The sheer gravitational force of the market data plant is pulling the rest of the trading assembly line into its complex. Applications such as OMS's, CEP platforms, P&L blotters, portfolio risk analysis, TCA, quantitative modeling and compliance monitoring all have an ever increasing need to quickly and efficiently marry global market data to their siloed application data.
In the past, market datasets were small enough to allow them to be pulled in a reasonable amount of time to each of these trading applications independently, or if there was enough system downtime between successive business days, it did not matter if it took a few hours every night to pull the data. Now a few hours have grown into at times half a day to get, for example, all North American equity quote data.
The gravitational pull of the market data plant will continue to strengthen and force more and more trading applications to import some or all of their data and/or analytics into a market data platform such as that provided by Vhayu. For most of the applications previously mentioned, the growth rates of the siloed datasets pale in comparison with the growth rates of the market data universe. The only way that trading houses can hope to keep up with explosive market data volumes is to integrate the trading desk data silos into the market data plant.

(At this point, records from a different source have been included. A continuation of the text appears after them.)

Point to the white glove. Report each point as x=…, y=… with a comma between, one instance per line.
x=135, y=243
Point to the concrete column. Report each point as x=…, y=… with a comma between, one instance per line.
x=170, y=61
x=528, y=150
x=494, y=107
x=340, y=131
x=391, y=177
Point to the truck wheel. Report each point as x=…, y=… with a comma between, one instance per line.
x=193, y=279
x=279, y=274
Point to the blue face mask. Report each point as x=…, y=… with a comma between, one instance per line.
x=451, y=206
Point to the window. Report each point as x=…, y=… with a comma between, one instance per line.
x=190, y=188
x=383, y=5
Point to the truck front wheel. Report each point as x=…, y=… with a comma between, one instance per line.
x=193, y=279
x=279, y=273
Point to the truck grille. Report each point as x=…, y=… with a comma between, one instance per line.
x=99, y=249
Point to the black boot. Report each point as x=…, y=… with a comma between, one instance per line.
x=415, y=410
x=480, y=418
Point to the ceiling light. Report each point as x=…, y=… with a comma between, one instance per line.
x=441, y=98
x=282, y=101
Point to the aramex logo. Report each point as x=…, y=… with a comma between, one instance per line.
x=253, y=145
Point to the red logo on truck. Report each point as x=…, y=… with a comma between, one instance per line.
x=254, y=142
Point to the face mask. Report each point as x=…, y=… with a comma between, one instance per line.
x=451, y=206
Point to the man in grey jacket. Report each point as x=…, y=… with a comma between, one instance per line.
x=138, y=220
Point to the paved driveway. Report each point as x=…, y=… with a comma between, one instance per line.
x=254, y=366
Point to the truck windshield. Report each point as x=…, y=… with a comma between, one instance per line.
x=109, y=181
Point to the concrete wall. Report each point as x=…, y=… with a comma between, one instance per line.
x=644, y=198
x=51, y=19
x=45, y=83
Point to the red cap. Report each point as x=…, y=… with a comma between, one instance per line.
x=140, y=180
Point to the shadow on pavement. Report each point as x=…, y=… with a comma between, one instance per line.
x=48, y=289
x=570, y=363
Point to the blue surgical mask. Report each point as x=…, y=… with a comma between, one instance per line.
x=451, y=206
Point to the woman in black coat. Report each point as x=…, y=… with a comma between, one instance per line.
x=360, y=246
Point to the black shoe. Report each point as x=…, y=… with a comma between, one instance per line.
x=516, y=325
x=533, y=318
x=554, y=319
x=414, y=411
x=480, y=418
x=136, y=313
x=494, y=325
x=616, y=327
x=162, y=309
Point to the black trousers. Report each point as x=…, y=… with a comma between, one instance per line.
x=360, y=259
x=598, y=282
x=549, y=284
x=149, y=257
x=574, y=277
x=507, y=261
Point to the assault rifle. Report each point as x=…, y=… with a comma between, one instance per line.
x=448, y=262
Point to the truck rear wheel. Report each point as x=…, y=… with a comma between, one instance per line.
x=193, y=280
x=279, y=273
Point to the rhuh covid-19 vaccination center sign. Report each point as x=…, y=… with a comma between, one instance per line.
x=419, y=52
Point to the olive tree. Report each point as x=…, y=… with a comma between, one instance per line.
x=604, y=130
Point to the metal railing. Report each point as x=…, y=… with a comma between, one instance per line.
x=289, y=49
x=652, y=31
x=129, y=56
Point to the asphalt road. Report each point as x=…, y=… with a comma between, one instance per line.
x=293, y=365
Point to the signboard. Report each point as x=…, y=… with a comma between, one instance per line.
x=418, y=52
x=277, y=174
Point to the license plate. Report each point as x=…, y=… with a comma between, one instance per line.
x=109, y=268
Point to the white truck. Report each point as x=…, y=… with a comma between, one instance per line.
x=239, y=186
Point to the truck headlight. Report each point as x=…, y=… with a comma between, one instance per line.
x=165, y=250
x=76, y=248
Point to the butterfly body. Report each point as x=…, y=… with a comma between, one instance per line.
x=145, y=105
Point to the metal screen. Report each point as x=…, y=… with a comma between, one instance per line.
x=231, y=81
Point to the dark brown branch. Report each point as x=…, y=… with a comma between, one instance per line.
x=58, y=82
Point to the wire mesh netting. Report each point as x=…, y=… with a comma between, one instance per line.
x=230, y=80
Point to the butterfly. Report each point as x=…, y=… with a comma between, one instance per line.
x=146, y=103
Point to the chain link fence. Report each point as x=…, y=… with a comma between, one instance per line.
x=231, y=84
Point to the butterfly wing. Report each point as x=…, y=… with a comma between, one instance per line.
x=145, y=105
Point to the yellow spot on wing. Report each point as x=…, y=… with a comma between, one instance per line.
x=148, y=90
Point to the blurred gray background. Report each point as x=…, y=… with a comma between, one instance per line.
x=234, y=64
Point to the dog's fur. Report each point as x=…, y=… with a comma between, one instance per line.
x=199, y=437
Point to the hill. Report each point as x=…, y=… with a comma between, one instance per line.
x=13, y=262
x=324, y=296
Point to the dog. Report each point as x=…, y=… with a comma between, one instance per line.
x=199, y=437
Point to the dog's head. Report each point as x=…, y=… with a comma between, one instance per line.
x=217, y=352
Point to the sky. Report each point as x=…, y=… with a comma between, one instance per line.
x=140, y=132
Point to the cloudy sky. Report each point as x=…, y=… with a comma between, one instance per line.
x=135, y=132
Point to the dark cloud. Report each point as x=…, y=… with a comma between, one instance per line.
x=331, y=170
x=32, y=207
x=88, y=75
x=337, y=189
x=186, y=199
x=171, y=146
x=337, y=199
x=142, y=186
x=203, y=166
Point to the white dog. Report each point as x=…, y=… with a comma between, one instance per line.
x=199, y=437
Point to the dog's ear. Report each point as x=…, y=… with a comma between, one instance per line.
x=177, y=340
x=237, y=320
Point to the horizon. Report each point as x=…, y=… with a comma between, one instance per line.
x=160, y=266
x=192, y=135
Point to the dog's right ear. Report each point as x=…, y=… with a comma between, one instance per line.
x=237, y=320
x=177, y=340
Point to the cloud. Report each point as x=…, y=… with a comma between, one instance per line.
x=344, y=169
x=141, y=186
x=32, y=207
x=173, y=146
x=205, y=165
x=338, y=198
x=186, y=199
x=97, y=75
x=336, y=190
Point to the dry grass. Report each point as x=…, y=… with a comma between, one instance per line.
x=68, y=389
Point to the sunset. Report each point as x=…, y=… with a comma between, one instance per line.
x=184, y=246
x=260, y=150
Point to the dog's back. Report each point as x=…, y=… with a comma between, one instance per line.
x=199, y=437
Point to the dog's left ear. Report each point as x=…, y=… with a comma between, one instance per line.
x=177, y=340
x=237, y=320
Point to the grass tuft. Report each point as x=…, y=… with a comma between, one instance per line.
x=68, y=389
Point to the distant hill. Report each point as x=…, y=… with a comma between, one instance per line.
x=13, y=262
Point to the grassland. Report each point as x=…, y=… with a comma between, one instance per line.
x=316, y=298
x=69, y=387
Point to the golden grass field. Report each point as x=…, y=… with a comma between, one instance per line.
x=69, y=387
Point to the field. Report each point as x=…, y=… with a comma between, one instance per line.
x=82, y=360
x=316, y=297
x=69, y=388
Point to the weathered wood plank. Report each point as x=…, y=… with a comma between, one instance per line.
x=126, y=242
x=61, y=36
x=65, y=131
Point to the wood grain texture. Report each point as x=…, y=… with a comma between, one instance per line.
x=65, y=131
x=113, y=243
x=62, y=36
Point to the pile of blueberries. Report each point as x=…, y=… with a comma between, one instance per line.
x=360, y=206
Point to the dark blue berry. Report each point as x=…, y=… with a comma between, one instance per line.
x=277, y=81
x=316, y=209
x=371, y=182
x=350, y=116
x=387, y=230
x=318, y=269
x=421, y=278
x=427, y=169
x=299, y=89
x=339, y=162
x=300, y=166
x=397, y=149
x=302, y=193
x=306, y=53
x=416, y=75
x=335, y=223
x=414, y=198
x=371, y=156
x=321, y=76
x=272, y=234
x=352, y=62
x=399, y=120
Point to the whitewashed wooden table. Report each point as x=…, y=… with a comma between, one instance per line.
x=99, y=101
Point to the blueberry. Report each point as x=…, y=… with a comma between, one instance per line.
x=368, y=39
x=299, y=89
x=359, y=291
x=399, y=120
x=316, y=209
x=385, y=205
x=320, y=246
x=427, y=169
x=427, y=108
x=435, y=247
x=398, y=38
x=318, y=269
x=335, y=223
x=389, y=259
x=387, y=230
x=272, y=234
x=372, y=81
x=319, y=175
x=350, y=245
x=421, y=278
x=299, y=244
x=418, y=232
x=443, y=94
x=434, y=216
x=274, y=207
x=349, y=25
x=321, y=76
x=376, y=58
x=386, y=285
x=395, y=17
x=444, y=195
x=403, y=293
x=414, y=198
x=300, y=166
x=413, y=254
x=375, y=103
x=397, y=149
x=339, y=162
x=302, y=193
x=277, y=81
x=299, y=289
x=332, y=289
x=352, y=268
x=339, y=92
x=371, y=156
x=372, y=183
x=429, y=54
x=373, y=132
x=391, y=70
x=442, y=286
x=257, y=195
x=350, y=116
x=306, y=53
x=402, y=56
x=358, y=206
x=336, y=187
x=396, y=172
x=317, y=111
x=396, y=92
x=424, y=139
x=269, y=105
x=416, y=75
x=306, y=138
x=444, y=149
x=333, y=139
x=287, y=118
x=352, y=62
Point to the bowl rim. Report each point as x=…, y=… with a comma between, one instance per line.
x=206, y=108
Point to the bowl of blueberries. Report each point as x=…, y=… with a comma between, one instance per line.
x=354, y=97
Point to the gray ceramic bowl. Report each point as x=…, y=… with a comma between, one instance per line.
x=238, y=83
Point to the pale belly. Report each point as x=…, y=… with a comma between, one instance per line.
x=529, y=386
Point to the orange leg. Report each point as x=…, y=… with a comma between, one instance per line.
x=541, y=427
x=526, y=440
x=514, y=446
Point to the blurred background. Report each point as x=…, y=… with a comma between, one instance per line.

More and more of Vhayu's equity customers are bringing their internal order flow into our market data platform for analysis on a historical basis. The next logical step is to do this on a real-time basis. On the fixed income side, Vhayu customers have imported bond reference data history, futures contract information and spot FX trades directly into the system. Prospective customers have approached Vhayu recently about how to integrate a historical bond (govies and corporate) ratings database into their platform, in order to do global bond portfolio re-balancing and risk assessment analysis.
As many of the competitive and collaborative players such as exchanges, broker/dealers, banks, hedge/pension/mutual funds, regulatory bodies and government banks face the ever increasing volumes of trade data, which of these entities will continue to resist the pull of the market data plant versus those who embrace it and adopt platforms such as Vhayu remains to be seen.